Amazon API Gateway. AWS’s managed offering ties API routes directly to Lambda, Step Functions, or VPC services. Pay-per-request pricing, built-in throttling, IAM-based auth, JWT authorizers, and WebSocket support. The trade-off is the typical managed-service trade: you trade flexibility for not having to operate it.

GitHub’s GraphQL API. GitHub publishes a single GraphQL endpoint backing essentially their entire product surface. The GraphQL gateway plans queries across many internal services and assembles a single response. Cost analysis and rate limits are computed in “points” — a complex query consumes more budget than a simple one. This is the GraphQL-as-gateway pattern at industrial scale.

Twitter’s Finagle. Twitter’s Finagle library blurs the gateway/RPC boundary — it provides routing, load balancing, retries, circuit breakers, and observability as composable filters around any service-to-service call. Many of the patterns now standard in API gateways were validated at Twitter scale through Finagle first.

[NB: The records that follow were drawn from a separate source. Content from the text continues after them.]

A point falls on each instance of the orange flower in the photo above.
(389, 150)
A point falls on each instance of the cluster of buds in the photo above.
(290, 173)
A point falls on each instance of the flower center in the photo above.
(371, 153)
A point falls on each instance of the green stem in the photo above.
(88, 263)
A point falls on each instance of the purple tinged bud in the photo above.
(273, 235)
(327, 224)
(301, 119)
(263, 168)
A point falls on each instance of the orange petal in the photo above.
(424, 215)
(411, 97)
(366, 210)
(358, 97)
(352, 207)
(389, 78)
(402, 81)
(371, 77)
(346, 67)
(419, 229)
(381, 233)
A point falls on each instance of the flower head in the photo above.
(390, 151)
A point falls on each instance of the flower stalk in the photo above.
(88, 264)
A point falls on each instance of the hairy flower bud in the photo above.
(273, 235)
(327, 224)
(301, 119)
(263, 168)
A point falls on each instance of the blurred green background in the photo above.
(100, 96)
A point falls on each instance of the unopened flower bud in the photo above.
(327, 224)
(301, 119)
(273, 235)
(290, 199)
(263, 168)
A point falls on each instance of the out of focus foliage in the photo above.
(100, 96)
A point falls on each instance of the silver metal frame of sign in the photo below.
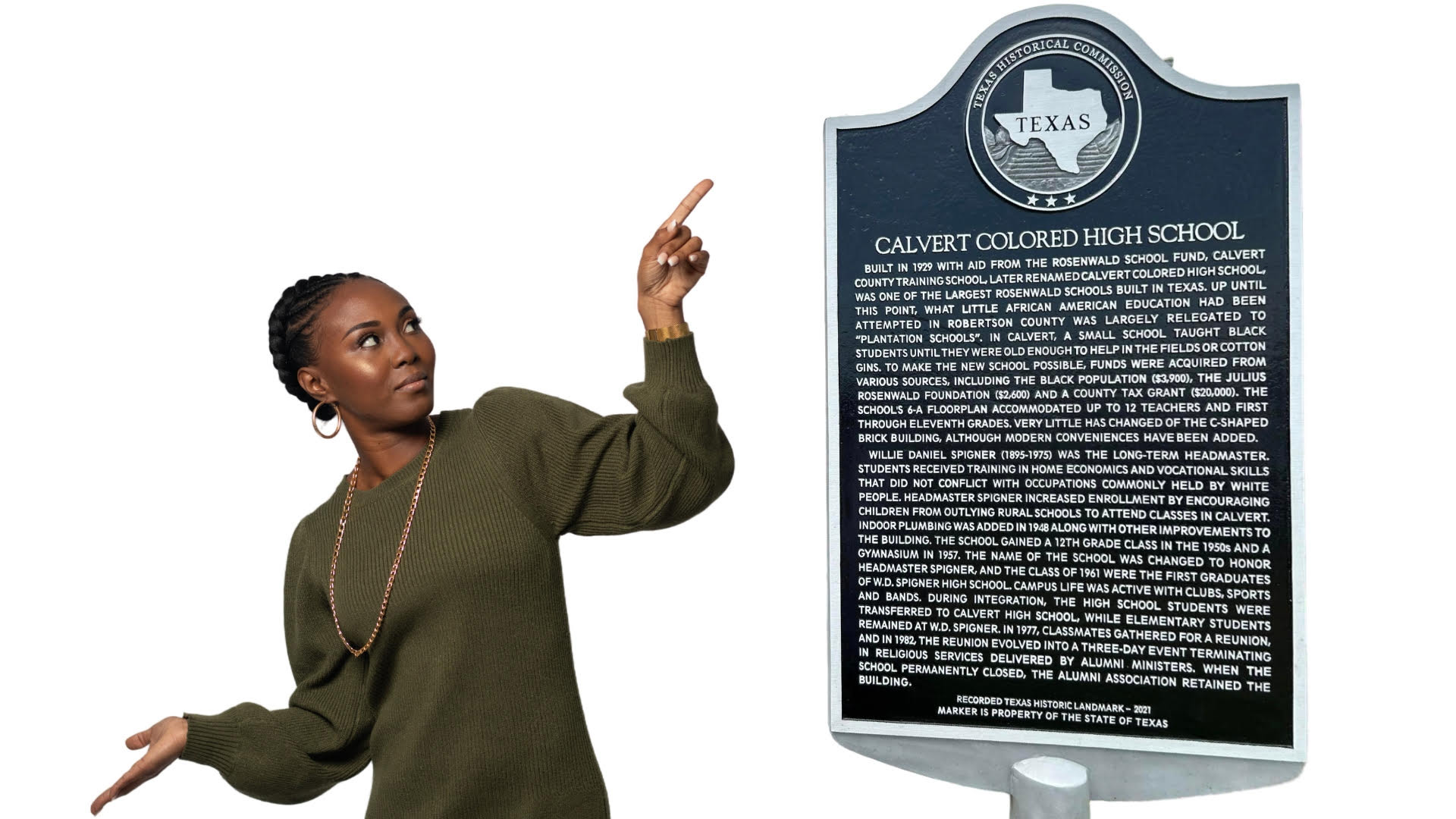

Kong at Cisco / Yahoo / Expedia. Kong’s public reference list reads like a who’s-who of large web platforms. The common shape: a Kong fleet behind a cloud load balancer, plugins for JWT and rate limiting, declarative config in Git, multi-region for residency.

Best Practices

The short list

Keep the gateway boring. Routing, auth, rate limit, observability. No business logic. Ever.
Declarative config in Git. The gateway is infrastructure; treat its config like infrastructure — reviewed, versioned, replayable.
One auth mechanism per consumer class. JWT for first-party apps, API keys for partners, mTLS for service-to-service. Don’t mix.
Strip the bearer token before forwarding. Let the upstream see X-User-Id and other parsed claims; never the raw token.
Distributed rate limit state. Use Redis (or the gateway’s native equivalent). Local counters lie when you scale out.
Hard body-size limits at the edge. Defends every upstream from a memory-hungry payload.
Per-route timeouts, retries, circuit breakers. A bad upstream should fail fast, not drag down the gateway.
Treat aggregation as a distributed-systems problem. Required vs optional legs, partial-result handling, breakers per leg.
Two replicas per AZ minimum, multi-AZ. The gateway is your top-priority HA target.
Run the BFF when client needs diverge. Don’t bend a shared gateway to fit one client’s screens.
Cap GraphQL query cost. If you expose GraphQL, make over-fetching expensive enough that it can’t happen accidentally.
Have a bypass runbook. The day the gateway misbehaves, you want a known way to get traffic to services directly.

The single most useful sentence about API gateways

The gateway exists so that everything else can stay simple. The moment it starts taking on the complexity its services were supposed to handle, you have made the platform worse, not better. When in doubt: push the logic down, keep the edge thin.